On parle de renouveau de la scène française, à l’époque où tu as commencé, tu en penses quoi ? Il lui manquait quoi à cette scène française ?
Rien du tout. C’est un poil un truc de journalistes pour exprimer le fait qu’une nouvelle génération pointe ou a pointé le bout de son nez il me semble (la rédaction se décharge de toute responsabilité, ce sont d’autres journalistes qui disent ça, CQFD, ndlr). Il y a toujours eu des gens actifs quelle que soit la période, et ça a toujours généré des choses, plus ou moins qualitatives et pertinentes certes, mais quand même. Aujourd’hui il y a beaucoup, hier il y avait moins, mais il y a toujours eu et il y aura toujours. Et les français n’ont aucun complexe à avoir par rapport aux allemands ou aux anglais. Pas plus maintenant qu’avant.

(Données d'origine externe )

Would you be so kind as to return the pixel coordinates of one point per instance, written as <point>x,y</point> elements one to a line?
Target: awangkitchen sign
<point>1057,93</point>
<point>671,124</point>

Tes premiers amours musicaux, ils sont venus comment ?
J’étais ado dans les 90s, je te laisse imaginer le bordel. Énormément de choses, et surtout l’ouverture de la boîte de Pandore qu’a offerte l’arrivée des machines. La possibilité de s’exprimer dans une langue nouvelle aux déclinaisons infinies, et de se différencier de la génération précédente. Matérialiser ce besoin de liberté en l’inscrivant noir sur blanc dans cette nouvelle langue. Pour moi ça a d’abord été avec le rock sous de multiples formes. Puis l’électronique. Et le rock dans l’électronique.
C’est quoi ta dernière GROSSE GROSSE découverte en matière de musique ?
Je reviens juste d’une label night à Vilnius avec mon équipe proche. Et grâce aux moments de calme entre nous dans l’appart, je capte un peu mieux la Trap maintenant – merci les gars hein ! Toujours pas le plus sensible à ça même si leur entrain m’a donné envie de. Sinon, j’écoute à peu près tout ce qui me passe de près ou de loin dans les oreilles. L’album d’Alva Noto défonce, ce que font les Siaubas aussi. Et ce mec de Saint Petersbourg qui s’appelle Moralez est définitivement à suivre, et le prochain EP de Did Virgo est un potentiel futur classic.
Tu as changé ta manière d’écouter de la musique aujourd’hui que tu la joues et que tu la produis ?
Je ne sais pas. Probablement. J’ai d’abord eu envie de te dire direct que «non, pas du tout» mais en fait la réponse est «forcément». L’âge, l’expérience et tout un tas d’autres facteurs exogènes font que je n’écoute plus de la même oreille, que je ne produis plus avec la même oreille aussi. Je cherche plus la musique. Et aussi moins la baston certainement.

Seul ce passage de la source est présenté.